Um brinde às memórias (e a outras histórias)
Dois dramas, um argentino e um norte-americano, estiveram entre os destaques da secção competitiva de longas-metragens da mais recente edição do QUEER LISBOA. Um acabou por ser premiado no festival, o outro vale igualmente a descoberta.
"FIN DE SIGLO", de Lucio Castro: Algumas das melhores surpresas do Queer Lisboa ao longo dos anos têm chegado do cinema sul-americano, em particular do argentino. E se um realizador como Marco Berger já se tornou um habitué no festival (através de apostas como "Plan B" ou "El Cazador"), o seu conterrâneo Lucio Castro destaca-se como uma das revelações da edição de 2021, também ele a deixar um retrato enigmático, lânguido e meditativo sobre relacionamentos amorosos no masculino.

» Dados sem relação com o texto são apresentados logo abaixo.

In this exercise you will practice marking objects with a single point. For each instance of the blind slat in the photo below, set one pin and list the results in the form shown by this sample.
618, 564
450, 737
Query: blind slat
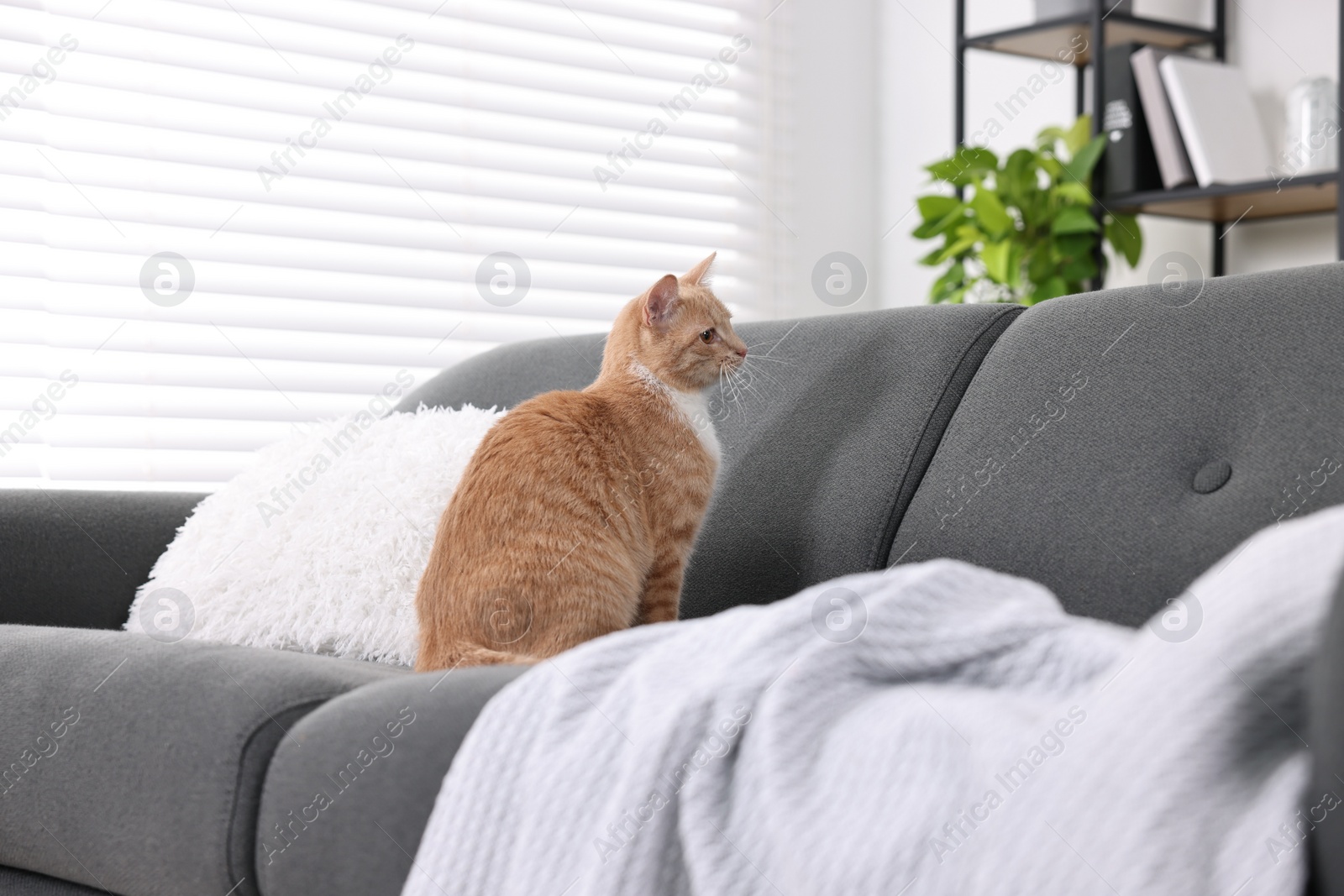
336, 275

A sua primeira longa-metragem, depois de duas curtas, arranca com um (aparentemente) breve encontro entre dois homens em Barcelona, em tom realista, e vai passando de um olhar sobre a solidão numa grande cidade a um exercício (às vezes, de estilo) que revela ser mais do que uma resposta gay à trilogia "Before", de Richard Linklater (com o qual tem sido comparado).
Não faltam opções curiosas: a primeira frase só é ouvida mais de 15 minutos depois de o filme arrancar, mas até lá Castro assegura ser capaz de dizer tudo apenas com as imagens, valendo-se de um sentido de ritmo e composição admiráveis numa primeira longa - e a tornarem esta visita a Barcelona numa experiência envolvente. Por outro lado, grande parte do que se segue assenta nos diálogos da dupla protagonista, e aí o filme chega a lembrar "Weekend", de Andrew Haigh (ou o episódio "Looking for the Future", um dos mais icónicos de "Looking", série criada pelo britânico). Mas propõe um olhar formalmente mais ambicioso, ao cruzar passado, presente e futuro (?) num drama elíptico e invulgar, tão interessado no peso da memória como no que ficou por viver. A viagem temporal obriga a alguma suspensão da descrença, mas também afasta esta história (sobretudo pelo modo como é contada) de muitos relatos boy meets boy que já passaram pelo festival.
3/5
"MINYAN", de Eric Steel: Vencedor do prémio de melhor longa-metragem do Queer Lisboa, este drama ambientado na Nova Iorque dos anos 80 foi dos mais recomendáveis da selecção de 2021 e prova que a entrada na idade adulta continua a ser um tema fértil.
Estreia na ficção de um realizador com experiência no documentário, é a história da auto-descoberta de um adolescente judeu, de ascendência russa, que se debate com os conflitos entre a sua (homo)sexualidade e a religião numa comunidade conservadora. Mas os dilemas da sua jornada iniciática acabam por ir ficando para segundo plano quando conhece dois homens idosos, também judeus, com uma relação não assumida, que o levam a redefinir prioridades e a decidir o seu lugar no mundo - ou nos mundos aparentemente inconciliáveis que vai conhecendo no seu bairro, da sinagoga a bares gay.
Num filme que finta alguns lugares comuns de narrativas coming of age (e coming out), Steel evita tanto o relato inspirador como a denúncia religiosa, sem deixar de fazer uma ode melancólica à resistência e resiliência de duas comunidades. E embora vão ficando algumas pontas soltas pelo caminho, rumo a um final anticlimático, o estudo de personagem mantém-se complexo e estimulante, enriquecido pelo desempenho seguro de Riley Barnes, por uma banda sonora fiel ao turbilhão emocional (entre uma partitura de sugestões jazz/noise e hinos synth-pop) ou através do realismo das figuras e espaços (que talvez deva alguma coisa à escola documental do norte-americano). Mereceu o prémio, mas também merecia ser visto num circuito menos restrito (como outros do festival, aliás...).